Já com uma ação na Justiça Eleitoral, segundo Marilda, o processo tende a ser mais célere. Caso seja condenado nesse âmbito, ele deve ficar inelegível por oito anos.

“Além das consequências criminais, tem as eleitorais, que são provenientes dos processos eleitorais que podem ser ajuizados pelos candidatos, pelo Ministério Público, por partidos ou federações até 19 de dezembro, quando é a data da diplomação. Essas ações são mais rápidas, porque tramitam na Justiça Eleitoral. Vai ser avaliado se o laudo é falso mesmo, se Pablo Marçal sabia que era falso, se ele teve o objetivo de impactar a decisão do eleitor. Tudo isso vai contar. E ele pode ficar inelegível por oito anos”, pontuou.

Laudo falso

Marçal publicou em suas redes sociais, na sexta (4) à noite, vídeos que mostravam vídeos em que ele mostrava o laudo médico que indica teste positivo para uso de cocaína de Boulos. Na manhã de sábado (5), o Tribunal Regional Eleitoral de São Paulo (TRE-SP) determinou a remoção dos conteúdos, por não haver provas de que o documento era verdadeiro.

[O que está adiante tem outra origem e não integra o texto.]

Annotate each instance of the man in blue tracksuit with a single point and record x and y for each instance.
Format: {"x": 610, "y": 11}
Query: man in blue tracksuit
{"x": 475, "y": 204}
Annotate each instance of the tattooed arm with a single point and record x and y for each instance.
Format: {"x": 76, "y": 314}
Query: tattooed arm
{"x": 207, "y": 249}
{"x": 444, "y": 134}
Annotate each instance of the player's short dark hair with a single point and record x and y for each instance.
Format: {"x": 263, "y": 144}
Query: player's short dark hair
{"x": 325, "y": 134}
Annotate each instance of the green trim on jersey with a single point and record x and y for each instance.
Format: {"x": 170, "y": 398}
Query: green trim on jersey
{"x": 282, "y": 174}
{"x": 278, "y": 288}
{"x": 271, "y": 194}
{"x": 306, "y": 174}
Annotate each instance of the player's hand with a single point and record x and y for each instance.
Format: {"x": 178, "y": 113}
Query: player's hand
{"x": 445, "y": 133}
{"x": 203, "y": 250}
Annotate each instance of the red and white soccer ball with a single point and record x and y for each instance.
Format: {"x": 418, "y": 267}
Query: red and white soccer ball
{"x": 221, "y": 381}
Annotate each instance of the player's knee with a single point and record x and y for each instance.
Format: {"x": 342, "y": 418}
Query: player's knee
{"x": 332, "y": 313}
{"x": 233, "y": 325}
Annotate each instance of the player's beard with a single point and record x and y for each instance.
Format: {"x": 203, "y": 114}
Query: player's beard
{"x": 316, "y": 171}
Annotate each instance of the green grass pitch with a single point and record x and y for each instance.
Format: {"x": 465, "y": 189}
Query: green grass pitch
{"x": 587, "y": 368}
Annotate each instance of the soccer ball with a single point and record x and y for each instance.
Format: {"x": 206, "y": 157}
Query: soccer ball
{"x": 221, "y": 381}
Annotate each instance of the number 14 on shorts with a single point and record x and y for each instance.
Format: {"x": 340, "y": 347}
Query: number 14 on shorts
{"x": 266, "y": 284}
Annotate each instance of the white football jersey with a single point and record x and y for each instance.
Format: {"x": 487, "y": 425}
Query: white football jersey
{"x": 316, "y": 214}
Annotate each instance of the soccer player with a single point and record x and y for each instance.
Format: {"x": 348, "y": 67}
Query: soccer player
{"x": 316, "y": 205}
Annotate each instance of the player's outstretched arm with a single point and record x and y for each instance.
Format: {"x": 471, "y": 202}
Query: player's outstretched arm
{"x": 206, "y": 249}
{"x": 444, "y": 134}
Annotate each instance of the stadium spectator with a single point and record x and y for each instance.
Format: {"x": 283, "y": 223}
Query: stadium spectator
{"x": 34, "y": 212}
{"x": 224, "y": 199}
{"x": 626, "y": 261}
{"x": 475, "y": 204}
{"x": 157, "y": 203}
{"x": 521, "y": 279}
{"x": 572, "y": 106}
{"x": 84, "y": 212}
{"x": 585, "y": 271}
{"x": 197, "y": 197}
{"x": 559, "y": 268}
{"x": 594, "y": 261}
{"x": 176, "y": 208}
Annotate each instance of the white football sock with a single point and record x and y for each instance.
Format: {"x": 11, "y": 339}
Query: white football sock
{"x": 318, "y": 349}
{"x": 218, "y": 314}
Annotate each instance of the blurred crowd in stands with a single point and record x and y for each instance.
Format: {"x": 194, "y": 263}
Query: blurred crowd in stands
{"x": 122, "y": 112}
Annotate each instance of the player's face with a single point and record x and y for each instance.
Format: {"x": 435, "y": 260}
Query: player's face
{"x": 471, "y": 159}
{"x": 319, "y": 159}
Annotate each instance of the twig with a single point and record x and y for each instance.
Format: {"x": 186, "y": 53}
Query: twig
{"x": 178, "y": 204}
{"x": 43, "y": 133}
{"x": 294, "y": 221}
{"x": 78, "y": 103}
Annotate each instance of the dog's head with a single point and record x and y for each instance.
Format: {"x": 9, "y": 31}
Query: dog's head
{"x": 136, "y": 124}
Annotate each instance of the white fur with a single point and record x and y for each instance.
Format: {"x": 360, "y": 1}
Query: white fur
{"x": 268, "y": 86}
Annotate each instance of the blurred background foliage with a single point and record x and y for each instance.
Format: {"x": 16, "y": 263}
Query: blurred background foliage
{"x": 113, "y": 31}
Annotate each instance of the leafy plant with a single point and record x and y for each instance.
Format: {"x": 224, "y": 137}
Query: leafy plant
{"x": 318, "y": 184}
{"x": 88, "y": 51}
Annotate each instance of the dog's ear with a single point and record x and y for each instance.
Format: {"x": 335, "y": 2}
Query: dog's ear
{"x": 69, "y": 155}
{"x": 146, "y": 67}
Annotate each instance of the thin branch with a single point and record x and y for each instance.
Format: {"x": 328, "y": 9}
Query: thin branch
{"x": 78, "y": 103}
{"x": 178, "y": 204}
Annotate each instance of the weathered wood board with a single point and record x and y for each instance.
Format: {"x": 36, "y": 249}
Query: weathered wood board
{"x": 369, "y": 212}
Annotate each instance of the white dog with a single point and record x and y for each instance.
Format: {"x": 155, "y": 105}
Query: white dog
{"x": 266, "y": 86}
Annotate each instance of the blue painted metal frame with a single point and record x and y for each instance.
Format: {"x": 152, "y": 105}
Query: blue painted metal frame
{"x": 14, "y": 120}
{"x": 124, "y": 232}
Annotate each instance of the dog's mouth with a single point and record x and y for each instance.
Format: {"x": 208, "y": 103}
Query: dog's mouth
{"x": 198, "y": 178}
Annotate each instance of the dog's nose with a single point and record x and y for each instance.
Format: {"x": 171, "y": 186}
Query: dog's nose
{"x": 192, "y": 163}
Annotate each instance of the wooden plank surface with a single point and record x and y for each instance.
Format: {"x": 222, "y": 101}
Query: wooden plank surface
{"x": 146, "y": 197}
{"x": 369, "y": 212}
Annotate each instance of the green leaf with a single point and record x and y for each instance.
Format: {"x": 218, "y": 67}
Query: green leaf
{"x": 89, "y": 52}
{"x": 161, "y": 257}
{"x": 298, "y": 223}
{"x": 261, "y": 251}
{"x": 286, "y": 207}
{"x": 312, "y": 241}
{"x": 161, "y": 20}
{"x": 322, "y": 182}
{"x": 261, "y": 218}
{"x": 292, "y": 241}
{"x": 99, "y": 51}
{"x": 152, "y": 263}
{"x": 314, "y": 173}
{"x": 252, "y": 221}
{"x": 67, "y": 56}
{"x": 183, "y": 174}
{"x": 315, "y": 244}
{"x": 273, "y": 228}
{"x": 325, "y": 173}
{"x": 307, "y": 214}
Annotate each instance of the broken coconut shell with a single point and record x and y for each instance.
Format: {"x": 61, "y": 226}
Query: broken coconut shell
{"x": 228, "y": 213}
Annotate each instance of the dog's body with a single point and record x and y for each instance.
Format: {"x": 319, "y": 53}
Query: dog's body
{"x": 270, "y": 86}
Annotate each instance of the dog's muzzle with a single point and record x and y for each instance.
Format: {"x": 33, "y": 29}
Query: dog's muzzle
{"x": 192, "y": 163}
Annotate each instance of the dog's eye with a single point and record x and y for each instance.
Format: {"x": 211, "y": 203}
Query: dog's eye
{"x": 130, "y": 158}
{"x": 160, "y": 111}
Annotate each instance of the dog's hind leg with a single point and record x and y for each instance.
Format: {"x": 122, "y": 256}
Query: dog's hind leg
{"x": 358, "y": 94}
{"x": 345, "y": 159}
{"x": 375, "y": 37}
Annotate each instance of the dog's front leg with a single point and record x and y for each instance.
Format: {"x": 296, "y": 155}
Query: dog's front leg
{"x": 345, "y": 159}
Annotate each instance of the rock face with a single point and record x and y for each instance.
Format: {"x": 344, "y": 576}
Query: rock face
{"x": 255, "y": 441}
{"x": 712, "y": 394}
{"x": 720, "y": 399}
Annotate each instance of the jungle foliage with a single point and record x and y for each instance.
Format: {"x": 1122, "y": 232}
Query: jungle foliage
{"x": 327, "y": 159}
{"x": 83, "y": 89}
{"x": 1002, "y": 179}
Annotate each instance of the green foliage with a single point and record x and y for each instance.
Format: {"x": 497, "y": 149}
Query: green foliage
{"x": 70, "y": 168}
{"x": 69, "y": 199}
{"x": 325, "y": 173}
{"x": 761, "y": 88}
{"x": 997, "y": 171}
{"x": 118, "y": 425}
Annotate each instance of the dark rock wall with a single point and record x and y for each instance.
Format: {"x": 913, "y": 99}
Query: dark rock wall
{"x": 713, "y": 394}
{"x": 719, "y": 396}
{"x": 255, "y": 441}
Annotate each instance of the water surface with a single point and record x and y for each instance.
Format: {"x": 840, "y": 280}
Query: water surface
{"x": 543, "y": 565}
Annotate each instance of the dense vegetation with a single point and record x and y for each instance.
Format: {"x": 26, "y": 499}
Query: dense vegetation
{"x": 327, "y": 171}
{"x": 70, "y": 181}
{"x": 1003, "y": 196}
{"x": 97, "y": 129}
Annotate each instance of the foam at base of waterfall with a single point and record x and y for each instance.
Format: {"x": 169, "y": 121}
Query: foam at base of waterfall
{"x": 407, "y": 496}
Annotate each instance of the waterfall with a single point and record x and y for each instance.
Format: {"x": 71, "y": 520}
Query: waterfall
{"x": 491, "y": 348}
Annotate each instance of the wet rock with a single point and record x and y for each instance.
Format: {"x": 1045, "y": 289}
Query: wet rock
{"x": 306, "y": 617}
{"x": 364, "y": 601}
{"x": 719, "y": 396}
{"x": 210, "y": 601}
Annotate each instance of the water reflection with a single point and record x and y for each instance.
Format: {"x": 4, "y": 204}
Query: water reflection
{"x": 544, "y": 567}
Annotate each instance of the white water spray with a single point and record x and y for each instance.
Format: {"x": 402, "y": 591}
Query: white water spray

Por causa dos posts, a Justiça Eleitoral derrubou perfis de Marçal na internet. Ele fez novas contas logo depois, que também tiveram a suspensão determinada pelo TRE, ainda no sábado.

A Polícia Federal (PF) e uma perícia da Polícia Civil concluíram que o laudo apresentado pelo ex-coach é falso. Boulos já afirmou que vai processar Marçal pela ocorrência.